The number of deaths in the Netherlands rose from five to ten in one day, while the number of people who tested positive for the virus increased by 190 to 804 on Friday.

Switzerland decided on Friday to close schools and ban public and private gatherings involving more than 100 people as its COVID-19 cases rose to 1,009, and death toll at nine.

Denmark announced that it would be closing its borders starting from 12:00 noon Saturday as 801 people have been infected. Until April 13, any non-resident without a valid reason for entering will be banned entry.

In Austria, as those infected topped 500, all non-essential businesses nationwide will be closed from Monday, while the closing hours of all restaurants, bars and cafes will be at 3 p.m. staring from next week. From Monday there will be flight bans for France, Spain and Switzerland.

Ireland and Luxembourg reported their first COVID-19 death respectively.

Finland confirmed 51 new cases, including one in the Finnish Defence Forces, bringing the country’s total to 161, approaching the threshold to define the outbreak as an epidemic.

In Slovenia, the number of confirmed cases rose to 141 by 2 pm on Friday, while three new cases had been confirmed in Lithuania, making the total number to six.

DRASTIC MEASURES

With the fast spread of COVID-19, European countries were joining Italy in adopting intensified measures to curb the disease, including closing schools, declaring national emergency and closing borders.

Two German states — Saarland and Bavaria — on Friday announced closures of all schools and day-care facilities for children.

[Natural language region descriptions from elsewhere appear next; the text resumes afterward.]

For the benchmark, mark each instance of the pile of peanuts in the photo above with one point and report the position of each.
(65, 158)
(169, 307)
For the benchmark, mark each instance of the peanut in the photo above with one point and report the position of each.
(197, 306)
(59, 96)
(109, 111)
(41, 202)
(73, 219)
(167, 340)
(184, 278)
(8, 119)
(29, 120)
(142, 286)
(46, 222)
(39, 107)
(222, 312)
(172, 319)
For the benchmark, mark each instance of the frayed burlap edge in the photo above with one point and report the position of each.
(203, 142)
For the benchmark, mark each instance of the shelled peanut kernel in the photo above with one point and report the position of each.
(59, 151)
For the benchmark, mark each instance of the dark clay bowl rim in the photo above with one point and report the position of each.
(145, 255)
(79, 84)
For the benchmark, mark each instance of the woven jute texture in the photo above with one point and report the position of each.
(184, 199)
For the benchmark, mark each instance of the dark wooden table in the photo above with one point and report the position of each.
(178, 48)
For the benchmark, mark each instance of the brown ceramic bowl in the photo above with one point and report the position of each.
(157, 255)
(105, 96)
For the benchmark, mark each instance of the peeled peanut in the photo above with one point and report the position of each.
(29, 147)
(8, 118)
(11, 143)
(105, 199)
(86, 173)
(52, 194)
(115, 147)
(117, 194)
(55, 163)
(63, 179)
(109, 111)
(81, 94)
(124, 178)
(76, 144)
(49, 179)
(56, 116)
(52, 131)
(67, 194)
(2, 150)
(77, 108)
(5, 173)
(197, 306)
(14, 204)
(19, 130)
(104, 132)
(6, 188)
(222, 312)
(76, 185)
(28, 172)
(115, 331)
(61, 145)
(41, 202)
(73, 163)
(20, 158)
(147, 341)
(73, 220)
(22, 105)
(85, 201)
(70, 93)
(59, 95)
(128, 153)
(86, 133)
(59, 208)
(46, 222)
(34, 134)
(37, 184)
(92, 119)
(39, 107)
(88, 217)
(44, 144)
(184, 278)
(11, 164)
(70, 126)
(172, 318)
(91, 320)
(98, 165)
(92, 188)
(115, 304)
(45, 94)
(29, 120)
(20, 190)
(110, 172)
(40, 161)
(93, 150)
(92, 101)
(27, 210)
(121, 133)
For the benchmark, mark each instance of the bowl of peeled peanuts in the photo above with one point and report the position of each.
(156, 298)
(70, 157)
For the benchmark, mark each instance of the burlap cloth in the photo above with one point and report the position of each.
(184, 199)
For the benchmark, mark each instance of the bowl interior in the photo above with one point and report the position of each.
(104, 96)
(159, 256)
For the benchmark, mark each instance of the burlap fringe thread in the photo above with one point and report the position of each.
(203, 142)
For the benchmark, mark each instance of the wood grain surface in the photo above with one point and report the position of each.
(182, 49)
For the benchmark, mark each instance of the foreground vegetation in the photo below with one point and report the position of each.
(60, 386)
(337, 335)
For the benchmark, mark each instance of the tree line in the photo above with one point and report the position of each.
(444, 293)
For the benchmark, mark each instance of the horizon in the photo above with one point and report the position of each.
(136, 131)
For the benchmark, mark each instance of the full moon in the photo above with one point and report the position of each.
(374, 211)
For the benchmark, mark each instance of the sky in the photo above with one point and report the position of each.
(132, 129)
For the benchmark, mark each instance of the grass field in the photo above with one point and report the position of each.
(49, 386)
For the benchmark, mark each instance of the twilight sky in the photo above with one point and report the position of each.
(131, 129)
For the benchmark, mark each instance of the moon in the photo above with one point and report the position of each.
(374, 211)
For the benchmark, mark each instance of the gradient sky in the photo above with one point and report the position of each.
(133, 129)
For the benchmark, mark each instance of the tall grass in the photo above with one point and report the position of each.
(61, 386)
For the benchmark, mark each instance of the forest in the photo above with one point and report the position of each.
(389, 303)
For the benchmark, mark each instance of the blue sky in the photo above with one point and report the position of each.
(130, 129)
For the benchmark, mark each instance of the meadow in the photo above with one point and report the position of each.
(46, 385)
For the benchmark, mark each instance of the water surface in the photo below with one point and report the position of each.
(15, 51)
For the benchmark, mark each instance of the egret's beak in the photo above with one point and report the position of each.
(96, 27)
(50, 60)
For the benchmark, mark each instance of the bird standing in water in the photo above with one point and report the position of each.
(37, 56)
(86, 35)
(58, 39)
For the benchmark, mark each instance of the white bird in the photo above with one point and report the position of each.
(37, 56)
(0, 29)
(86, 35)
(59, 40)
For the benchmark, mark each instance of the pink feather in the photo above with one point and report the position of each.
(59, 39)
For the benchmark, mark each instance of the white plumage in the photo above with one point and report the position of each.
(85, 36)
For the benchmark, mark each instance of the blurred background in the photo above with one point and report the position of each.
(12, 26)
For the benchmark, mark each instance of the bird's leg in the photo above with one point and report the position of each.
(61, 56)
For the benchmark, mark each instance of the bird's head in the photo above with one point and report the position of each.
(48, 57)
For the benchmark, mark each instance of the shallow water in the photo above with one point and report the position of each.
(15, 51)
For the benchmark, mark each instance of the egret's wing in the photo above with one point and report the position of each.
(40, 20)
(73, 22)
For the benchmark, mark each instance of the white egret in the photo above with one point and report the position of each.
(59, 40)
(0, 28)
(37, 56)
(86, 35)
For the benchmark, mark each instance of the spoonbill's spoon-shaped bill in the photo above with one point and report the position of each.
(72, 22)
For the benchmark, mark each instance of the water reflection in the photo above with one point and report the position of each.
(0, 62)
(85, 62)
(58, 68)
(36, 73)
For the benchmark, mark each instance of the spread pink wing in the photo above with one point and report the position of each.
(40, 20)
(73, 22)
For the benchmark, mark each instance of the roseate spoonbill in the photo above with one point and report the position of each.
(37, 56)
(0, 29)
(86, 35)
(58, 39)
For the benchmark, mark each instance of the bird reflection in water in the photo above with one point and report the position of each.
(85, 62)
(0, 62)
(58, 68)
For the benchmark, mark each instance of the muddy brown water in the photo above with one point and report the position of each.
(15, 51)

The number of confirmed cases in Germany amounted to 3,062 as of Friday afternoon, according to Robert Koch Institute, the disease control authority. So far, five people in Germany have died from the disease, all of them older than 67 .

The Bulgarian National Assembly, the country’s parliament, declared a nationwide state of emergency Friday, taking effect immediately and be in force for one month. Nurseries, kindergartens, schools, universities and other educational organizations are closed and all kinds of mass events suspended.

From next Monday, Czech citizens and foreigners with permanent residence in the country will be banned from travelling abroad, while foreigners are also not allowed entry. A mandatory two-week quarantine will be imposed on Czech nationals and residents returning from 15 high risk countries, mostly in Europe.

On Friday, the biggest theme park of the Netherlands, Efteling, decided to close its doors until March 31. Universities are closed and switch to online lectures. The Dutch government has called on people to work from home as much as possible.

Greek authorities on Friday further expanded closure measures by ordering the shutdown of museums, archaeological sites, restaurants, coffee shops, bars, shopping malls and libraries nationwide, as confirmed cases climbed to 190 from 117 a day earlier.

Hungarian Prime Minister Viktor Orban said on Friday night that Budapest will close all the schools as of Monday, March 16. Hungary reported three new cases on Friday, bringing the total to 19.

Poland declared a state of emergency on Friday, ceasing all cross-border road, air and rail passenger traffic as of Sunday. The measures apply for at least 10 days, with a possible extension of another 20 days.

Non-Polish nationals will be barred entry after Saturday, while Polish nationals are allowed to enter by road and chartered flights, on the condition of a 14-day home quarantine immediately after return. Domestic traffic is to stay uninterrupted.

Malls, restaurants, clubs, bars and casinos are also closed while gatherings of over 50 people banned.

In Luxembourg City, all schools are closed. All events with the participation of over 100 people are cancelled and large gatherings should be also avoided.

Bosnia and Herzegovina (BiH) announced on Friday that all visitors will be subjected to a mandatory 14-day quarantine, starting from Monday March 16.